His Jeep had enabled him to drive a more direct route out of the city than most cars were able to manage, and he now stood facing a group of sixteen Toluca police officers in the empty parking lot behind the police station. There was still no cellular service out of Mexico City, so he was worried about Paolina and Valencia, but he reminded himself that Vaught was with them and tried to put the dilemma out of his mind. There was nothing he could do for the moment anyhow. If he left Toluca to go look for them, his chances of finding them would be almost nil.
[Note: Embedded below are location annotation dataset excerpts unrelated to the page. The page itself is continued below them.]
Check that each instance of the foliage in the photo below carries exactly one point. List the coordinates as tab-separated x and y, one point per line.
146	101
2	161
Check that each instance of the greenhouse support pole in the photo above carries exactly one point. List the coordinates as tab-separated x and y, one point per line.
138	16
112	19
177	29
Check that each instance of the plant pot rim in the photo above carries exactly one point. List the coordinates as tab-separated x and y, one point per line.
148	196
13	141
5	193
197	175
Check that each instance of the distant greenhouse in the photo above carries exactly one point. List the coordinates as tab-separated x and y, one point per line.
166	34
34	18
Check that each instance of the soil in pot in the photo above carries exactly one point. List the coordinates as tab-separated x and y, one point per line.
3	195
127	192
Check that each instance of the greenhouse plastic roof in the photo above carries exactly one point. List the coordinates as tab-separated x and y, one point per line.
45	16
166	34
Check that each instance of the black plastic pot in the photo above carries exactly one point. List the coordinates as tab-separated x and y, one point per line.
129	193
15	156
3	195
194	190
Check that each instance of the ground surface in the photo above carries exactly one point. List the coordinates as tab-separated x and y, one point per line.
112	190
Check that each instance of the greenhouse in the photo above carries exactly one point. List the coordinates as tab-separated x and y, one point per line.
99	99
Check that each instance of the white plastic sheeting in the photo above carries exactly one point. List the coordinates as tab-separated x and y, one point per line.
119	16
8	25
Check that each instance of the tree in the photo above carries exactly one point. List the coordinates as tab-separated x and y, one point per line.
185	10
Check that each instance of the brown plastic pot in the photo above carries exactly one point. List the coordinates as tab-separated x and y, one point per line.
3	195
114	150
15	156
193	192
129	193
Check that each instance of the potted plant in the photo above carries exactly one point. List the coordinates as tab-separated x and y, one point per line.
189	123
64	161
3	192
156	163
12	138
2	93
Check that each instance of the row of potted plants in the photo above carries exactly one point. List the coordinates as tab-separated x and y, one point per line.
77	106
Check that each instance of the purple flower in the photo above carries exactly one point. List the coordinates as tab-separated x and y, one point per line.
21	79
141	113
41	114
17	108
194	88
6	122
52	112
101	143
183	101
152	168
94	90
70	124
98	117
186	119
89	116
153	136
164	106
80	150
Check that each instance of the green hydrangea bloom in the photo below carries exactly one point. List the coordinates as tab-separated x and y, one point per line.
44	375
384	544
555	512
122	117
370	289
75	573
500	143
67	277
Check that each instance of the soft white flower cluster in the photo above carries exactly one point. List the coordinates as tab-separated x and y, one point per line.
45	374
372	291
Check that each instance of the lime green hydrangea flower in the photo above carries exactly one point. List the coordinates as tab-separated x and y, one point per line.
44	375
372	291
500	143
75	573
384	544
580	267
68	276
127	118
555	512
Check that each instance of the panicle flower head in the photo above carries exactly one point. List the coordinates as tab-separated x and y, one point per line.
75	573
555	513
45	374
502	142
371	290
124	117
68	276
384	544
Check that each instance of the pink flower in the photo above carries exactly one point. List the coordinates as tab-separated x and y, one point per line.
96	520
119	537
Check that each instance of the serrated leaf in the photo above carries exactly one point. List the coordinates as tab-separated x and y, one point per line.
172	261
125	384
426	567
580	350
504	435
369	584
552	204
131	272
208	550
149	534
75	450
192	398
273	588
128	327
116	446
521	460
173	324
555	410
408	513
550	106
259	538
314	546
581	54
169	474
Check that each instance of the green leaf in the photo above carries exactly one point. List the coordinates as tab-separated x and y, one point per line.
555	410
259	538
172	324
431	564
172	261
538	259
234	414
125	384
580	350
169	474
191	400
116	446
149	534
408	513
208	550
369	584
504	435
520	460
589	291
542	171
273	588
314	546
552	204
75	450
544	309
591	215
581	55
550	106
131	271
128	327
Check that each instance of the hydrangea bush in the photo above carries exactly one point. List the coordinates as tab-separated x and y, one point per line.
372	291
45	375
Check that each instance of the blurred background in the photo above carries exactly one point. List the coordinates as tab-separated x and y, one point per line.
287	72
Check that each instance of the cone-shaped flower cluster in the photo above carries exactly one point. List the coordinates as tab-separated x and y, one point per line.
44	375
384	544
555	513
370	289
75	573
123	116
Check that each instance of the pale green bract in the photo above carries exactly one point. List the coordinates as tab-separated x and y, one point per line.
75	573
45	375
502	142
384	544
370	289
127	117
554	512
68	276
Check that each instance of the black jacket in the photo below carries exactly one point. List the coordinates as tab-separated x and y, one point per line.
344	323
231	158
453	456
It was best to stick with the plan and wait for them to show up.

Each Toluca police officer had an M4 carbine slung over his shoulder, but their dark-blue fatigue-type uniforms, like those of many Mexican police forces, were not exactly uniform. No four cops were dressed the same, and a few of them wore uniforms a size too big.

“Doesn’t matter,” Crosswhite muttered in English — but he knew that it did.

He walked up to the youngest cop, a man of about twenty-one years, and offered his hand, introducing himself. He did this with all sixteen men and then stepped back in front of them.

Acting Chief Diego Guerrero came out the back of the station and stood watching.

Crosswhite faced the men. “I can see in your eyes that most of you don’t trust me, and I don’t blame you. I’m a gringo, so why should you? I could say that Chief Guerrero trusted me, and that should be good enough for you, but Juan is dead, killed by another gringo.

“So instead, I’ll tell you a secret: I’m the great-great-grandson of Captain John Cavanaugh. That name doesn’t mean anything to any of you, but it should. He was a member of the Saint Patrick’s Battalion of the US Army during the Mexican-American War. The San Patricios were two hundred Irish Catholic soldiers who refused to kill Mexican Catholics, and so they deserted to fight for Mexico. They fought with great distinction against the Americans — especially at the Battle of Churubusco — and when Mexico eventually lost that war, every surviving San Patricio was hanged as a traitor by the American army.

“That means one member of my family has already died for this country. That’s part of why I’m here, gentlemen. The other reason is that this is what I was trained for: teaching you men how to fight like American soldiers. If you listen to me, if you follow my instructions — and if you trust me — I can train you to outfight the Ruvalcabas on equal terms.”

The cops looked at one another, one of them asking, “What about the francotirador? It doesn’t matter how a good solider you are if a man can shoot you from so far away. We are not an army. There are less than one hundred men in the department now.”